The game was significantly updated in May 2024, coinciding with the beginning of Star Trek: Enterprise. Again renamed to "Game of Buttholes: The Will of the Riker: Quantum Leap", vetos were reintroduced within the board game. If both hosts agreed to veto a tile, they were required to record a bonus episode about Quantum Leap. The die was updated to be a 100-sided die, allowing any square on the board to be landed on for any episode.

The "Bangers", "The Naked Now", "The Traveller" and "Kanar with Damar" tiles were retired, "Caught In the Nebula" was renamed to Porthos Ate my Notes, and "Looking At Each Other During" was reintroduced. Several new tiles were added:
- The Xindi Arc: The hosts take shots of five different alcohols during the episode
- Reed Alert: The hosts drink pineapple-based cocktails
- Faith of the Heart: The hosts write new lyrics to the Enterprise theme
- Porthos Cheese Plate: The hosts review cheeses
- J/C: The host who rolled the square must write and read aloud slash fiction about one of the characters played by Jeffrey Combs
- Decontamination Chamber: Pranica and Harrison record the show in their underwear
- Temporal Cold War: The hosts read out and react to three bad reviews about the podcast
- Breadstick Power Hour: A power hour with breadsticks instead of shots

The board game was retired when the show concluded coverage of Enterprise and restarted The Next Generation.
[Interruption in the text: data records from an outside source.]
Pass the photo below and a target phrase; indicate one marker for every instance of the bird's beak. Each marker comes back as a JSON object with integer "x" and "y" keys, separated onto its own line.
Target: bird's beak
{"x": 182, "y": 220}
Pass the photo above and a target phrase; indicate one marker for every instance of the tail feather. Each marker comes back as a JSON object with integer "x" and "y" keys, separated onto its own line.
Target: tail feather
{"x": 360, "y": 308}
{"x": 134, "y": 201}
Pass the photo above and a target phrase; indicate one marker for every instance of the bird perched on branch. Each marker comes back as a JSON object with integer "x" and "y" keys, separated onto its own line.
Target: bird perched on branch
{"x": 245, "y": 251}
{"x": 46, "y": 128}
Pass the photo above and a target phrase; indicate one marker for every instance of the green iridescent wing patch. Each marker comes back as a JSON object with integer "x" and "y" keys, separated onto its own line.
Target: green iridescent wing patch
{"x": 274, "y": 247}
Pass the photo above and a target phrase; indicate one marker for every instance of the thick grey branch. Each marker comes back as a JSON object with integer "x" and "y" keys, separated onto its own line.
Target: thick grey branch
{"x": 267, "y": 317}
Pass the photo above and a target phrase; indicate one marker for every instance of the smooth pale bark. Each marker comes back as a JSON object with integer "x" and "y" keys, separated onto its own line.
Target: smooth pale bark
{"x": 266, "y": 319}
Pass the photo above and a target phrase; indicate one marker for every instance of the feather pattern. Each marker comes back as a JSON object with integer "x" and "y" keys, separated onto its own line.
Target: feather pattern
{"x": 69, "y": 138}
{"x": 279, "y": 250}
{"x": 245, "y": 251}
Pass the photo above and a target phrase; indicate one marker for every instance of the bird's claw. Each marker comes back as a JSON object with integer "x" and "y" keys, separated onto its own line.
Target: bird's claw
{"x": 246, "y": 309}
Each episode in The Next Generation rerun now ends with a different game created by one of the hosts for the other to play.

==Greatest Trek==

In 2017 Pranica and Harrison started a new podcast, The Greatest Discovery, following the launch of Star Trek: Discovery. It was billed as "the unofficial, irreverent and filthy aftershow" for Discovery and later other new Star Trek series.

The podcast, which is released the Friday after a new episode of Star Trek is aired, reviews each episode in the same format as The Greatest Generation. When there are no new episodes, the podcast is released monthly with Pranica and Harrison discussing Star Trek related news, interviewing guests and reviewing other Star Trek related media, such as comics and specific episodes of The Original Series.

Following the launch of Short Treks and the announcement of Star Trek: Picard, Pranica and Harrison announced that The Greatest Discovery would be used to review all upcoming Star Trek television properties, including Short Treks, Picard, Lower Decks, Strange New Worlds, in addition to Discovery. In August 2022, coinciding with the launch of Lower Decks season 3, the podcast was renamed Greatest Trek.

Guests featured on The Greatest Discovery and Greatest Trek include Star Trek actors Anson Mount, Tawny Newsome, Wil Wheaton, Mary Wiseman; comic artist J. K. Woodward; and Enterprise screenwriter Chris Black.

In 2025 and 2026, between the releases of Strange New Worlds and Starfleet Academy, the podcast began reviewing episodes of The Original Series with the subtitle This Old Enterprise, named in reference to the television show This Old House.

==Bonus podcasts==
Pranica and Harrison occasionally release "bonus" podcast episodes featuring non-Star Trek media as part of The Greatest Generation and Greatest Trek.

These include:
- The Santa Monica Mountains Podcast: Reviewing episodes of Baywatch. Released as a subscriber bonus.
- Factory Seconds: Reviewing food eaten at The Cheesecake Factory. Released as a subscriber bonus.
- Quantum Leap: Reviewing episodes of Quantum Leap. Subscriber bonus episodes released as part of the Game of Buttholes veto mechanic in the Enterprise era of The Greatest Generation.
- Hot Cylon Summer: Reviewing episodes of Battlestar Galactica, released in 2025 as part of Greatest Trek during a hiatus of new Trek episodes.
- Film Fest: Reviewing classic science fiction movies, released as part of Greatest Trek during hiatuses between new Trek episodes.

==Reception==
On February 14, 2016 Ars Technica published a review of the podcast titled "If you grew up watching ST:TNG, then you'll love this new podcast." On July 29, 2016, Slates Sarah Archer offered a review of the podcast noting that the "show has lost a few listeners thanks to their willingness to bust the show's chops, other listeners (like me) delight in their clear affection for it and their admiration for its progressive ideals." Archer also stated the podcast was "more Mystery Science Theater 3000 than Comic-Con."